In fact rather than face up to these problems they have instead retreated back to the same electoral comfort zone that has failed to win them a majority for over twenty years. Endlessly banging on about immigration, Europe and welfare have failed to win dividends for the party for decades and yet they continue to do it anyway.
They say madness is doing the same thing over and over again while expecting a different result. Well the Tories have been doing the same thing for almost a quarter of a century now and yet still they stand back in amazement when the opinion polls refuse to budge.

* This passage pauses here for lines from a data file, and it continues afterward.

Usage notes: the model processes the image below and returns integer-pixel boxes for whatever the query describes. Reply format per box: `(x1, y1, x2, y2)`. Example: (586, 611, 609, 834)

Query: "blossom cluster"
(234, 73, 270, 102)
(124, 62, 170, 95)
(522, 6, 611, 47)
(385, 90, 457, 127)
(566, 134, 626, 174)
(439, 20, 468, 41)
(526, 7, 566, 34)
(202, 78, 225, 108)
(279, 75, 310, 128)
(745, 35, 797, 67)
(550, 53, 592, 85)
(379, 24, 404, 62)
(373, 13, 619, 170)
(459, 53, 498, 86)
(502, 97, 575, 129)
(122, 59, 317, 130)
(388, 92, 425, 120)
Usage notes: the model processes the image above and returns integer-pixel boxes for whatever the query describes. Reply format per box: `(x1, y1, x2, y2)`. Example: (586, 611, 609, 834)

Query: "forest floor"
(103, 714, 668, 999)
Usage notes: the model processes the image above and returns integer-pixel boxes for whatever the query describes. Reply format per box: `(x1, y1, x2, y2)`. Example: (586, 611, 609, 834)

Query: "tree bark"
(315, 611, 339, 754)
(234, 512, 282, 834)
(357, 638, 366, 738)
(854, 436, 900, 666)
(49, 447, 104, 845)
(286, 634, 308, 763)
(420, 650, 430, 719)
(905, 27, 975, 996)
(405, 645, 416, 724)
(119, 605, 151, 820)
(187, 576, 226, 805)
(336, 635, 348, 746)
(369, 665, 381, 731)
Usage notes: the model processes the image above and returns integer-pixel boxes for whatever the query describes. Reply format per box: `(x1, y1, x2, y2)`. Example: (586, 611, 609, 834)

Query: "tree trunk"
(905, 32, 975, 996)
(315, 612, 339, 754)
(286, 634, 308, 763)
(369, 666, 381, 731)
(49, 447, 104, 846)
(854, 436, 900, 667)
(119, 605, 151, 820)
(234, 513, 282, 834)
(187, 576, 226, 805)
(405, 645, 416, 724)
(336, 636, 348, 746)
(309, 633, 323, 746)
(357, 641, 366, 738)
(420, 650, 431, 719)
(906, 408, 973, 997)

This absolutely encapsulates the Tory problem, as I mentioned in an earlier blog post.  Their failure to reach out to a wider electorate remains their Achilles heel, and yet they persistently look to the wrong answer - the belief that they just need to be more right-wing.  How many election defeats will it take for the moderate right to re-group and form a genuinely popular centre-right party?

Monday, February 02, 2015

Miliband not a weirdo shock, and a replacement for Merlin

My earlier post suggested that the Labour party had had a pretty dire week last week, so by way of balance here's some good news for the would-be Labour supporter.

First off is the report on Labourlist that the party has increased its membership.  Once you acknowledge Labourlist as a cheerleader for the party, it is nonetheless the case that they have produced figures that would give some cheer to Ed Miliband as he looks at a membership rise that appears to be beating the Tories (at 194,000 Labour members to just under 150,000 for the Tories).  Mind you, the Tories' Grant Shapps also claims a number of 224,000 if you include non-paying 'supporters', which seems like a very dubious calculation.  None of those figures, by the way, is particularly cheering for the parties, representing as they do somewhere around 1% of the electorate.

If that isn't enough to cheer the Labour leader, he might also want to gloat a little at the results of a Lord Ashcroft focus group poll, reported by Guido, that has most voters likening David Cameron to Dick Dastardly when asked to compare party leaders to cartoon characters.  Not that Miliband's cartoon alter ego - Elmer Fudd - is much more encouraging.

Miliband has also been doing a Q and A with younger voters, and while his answer about his life experience outside politics might have been wanting (he noted he had been a Treasury adviser and a lecturer at Harvard - lecturing about politics!), the Spectator's Isabel Hardman reports that he generally came across well.  All the more effective for being so regularly lampooned as a sub-human weirdo.

And then there are the people who "really, really, really" like Ed Miliband, which is good news for students like my school's mock election Labour candidate, who maintain that Ed Miliband is in reality a visionary and articulate leader who will wipe the floor with Cameron.  Well, it turns out Tom is not alone, as the Spectator's 'Steerpike' discovers the tweets that rave about Miliband's amazing quotes.

Finally, it seemed that Conservative Home had ventured into popular culture when I noticed the sub-heading "A replacement for Merlin - at last".  Could this be a reference to the BBC's tortuous road to finding another popular family fantasy programme, after the cancellation of "Atlantis" in only its second series?  Alas no - the Merlin in this story was a rather prosaic voter contact database, now being replaced by the less ambitiously named "Votesource".  The BBC's search presumably continues.